Atlanta

We have a food poisoning casualty in the shape of Iain, who only barely makes it back on for the encore. He’s parked in a hotel room to recover in Atlanta after resting in the back lounge overnight from North Carolina while I meet former A&M fixer Al Marks for a catch up lunch. It’s warm and sunny in Little Five Points, the boutique-y neighbourhood that’s grown in size and diversity since it began to be gentrified in the nineties. I saunter off for coffee after soundcheck and just as I sit at a sidewalk table an unlikely married couple approach. Unlikely because they don’t look like Del Amitri fans (whatever that means). But they have flown from Honduras to see us. I’m quite bowled over and am overjoyed to be able to have a picture taken with them. An ancient biker farts his massive bike onto the pavement to park. His vehicle is artfully distressed with a faux rusted gas tank and a pathetic plastic rat glued to the front mudguard. Oooh, you rebel! He’s trying to channel Mad Max but it’s just Max Factor. It’s getting busy now and I try to remain inconspicuous on my corner table. I do this by frowning intently into my phone whenever I see potential ticket holders. There are sparrows and cute little bequiffed cardinals hopping around under the trees, their chatter a tonic. Two ornery old beard-wearers behind me are putting the world to rights in what, from my brief earwigging, might be dullest conversation ever conducted. The Thunder Road biker joins in. Apparently he has five bikes, one with antlers attached. Unprovoked, he promptly comes out with some sexist, homophobic AND transphobic claptrap that, cognisant of the area, he imparts from behind his hand. He “jokes” that he’s going to come out as a lesbian woman. He’s as funny as famine. He’s a flat out wanker. Off he pops on his fart machine, the little lids on his twin exhausts that twist up around his helmet comically opening and closing with the throttle like minor Muppets’ mouths.
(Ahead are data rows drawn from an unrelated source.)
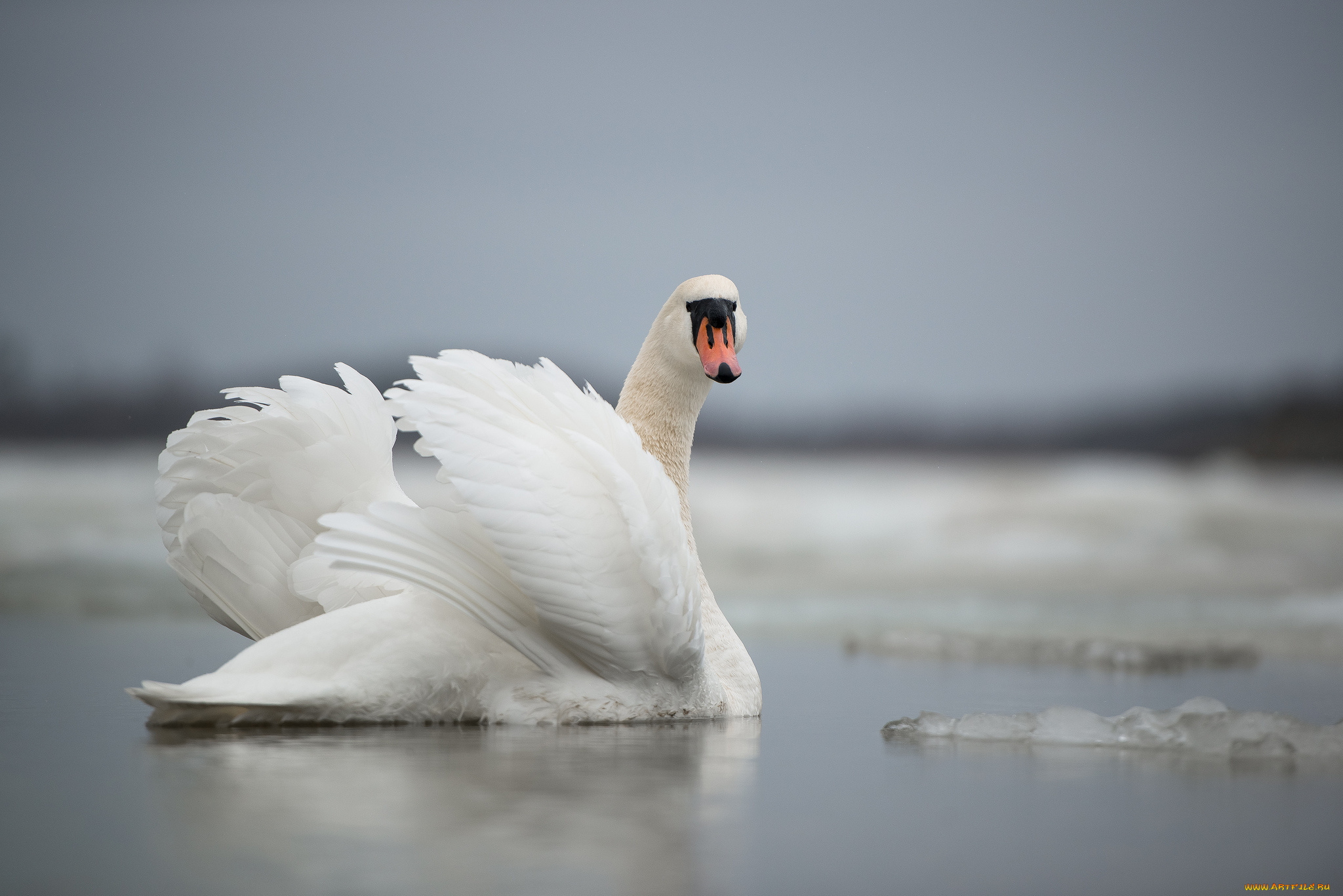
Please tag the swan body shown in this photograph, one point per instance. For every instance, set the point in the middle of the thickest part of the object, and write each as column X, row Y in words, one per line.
column 557, row 583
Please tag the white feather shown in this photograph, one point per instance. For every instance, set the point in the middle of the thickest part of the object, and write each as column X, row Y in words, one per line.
column 586, row 520
column 241, row 492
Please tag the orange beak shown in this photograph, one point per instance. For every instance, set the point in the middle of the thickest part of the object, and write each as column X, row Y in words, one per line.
column 717, row 352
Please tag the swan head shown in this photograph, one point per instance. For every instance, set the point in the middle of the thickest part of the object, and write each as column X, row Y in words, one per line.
column 702, row 328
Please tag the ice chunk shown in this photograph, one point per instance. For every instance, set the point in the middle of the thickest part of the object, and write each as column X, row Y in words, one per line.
column 1201, row 724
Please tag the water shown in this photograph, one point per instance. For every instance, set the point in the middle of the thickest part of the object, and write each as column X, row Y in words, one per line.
column 966, row 587
column 807, row 800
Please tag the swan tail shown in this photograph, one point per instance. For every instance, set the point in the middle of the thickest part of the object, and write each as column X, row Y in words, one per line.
column 175, row 710
column 241, row 491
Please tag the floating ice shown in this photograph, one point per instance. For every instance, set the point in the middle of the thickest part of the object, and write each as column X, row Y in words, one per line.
column 1202, row 726
column 1098, row 653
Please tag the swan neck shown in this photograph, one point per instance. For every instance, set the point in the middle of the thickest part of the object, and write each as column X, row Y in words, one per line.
column 662, row 404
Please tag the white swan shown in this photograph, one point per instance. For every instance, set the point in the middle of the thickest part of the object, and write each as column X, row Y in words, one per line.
column 562, row 583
The ornery guys move onto a discussion about Ukraine and a harlequin masked busker arrives pulling a cart with guitar and amp and I have a terrible foreboding that the relative peace of my little corner of Little Five Points is about to be shattered. Kris sidles by, intrigued. By the style of Ibanez guitar he’s sporting we predict metal. And rap-metal it is! To be fair, it could be worse and it could be lot louder. He has punk/grunge/rap tracks on tape and plays distorted chugging along with it. He’s basically playing riffs along with records. In a clown mask. He whacks on Green Day and I take my leave. I search for five bucks to give him but I only have twenties. I’m not that soft.

It’s a good gig for all of us tonight and aftershow it’s temperate enough that we can hang with friends we’ve not seen for many years outside the venue. A few of us decamp to a bar next door. As we walk in a DJ in a little booth suspended above the bar plays Travis’s Why Does It Always Rain On Me? It sounds warm, slow and comforting. I drift out into the cool night as the marquee lights go dark.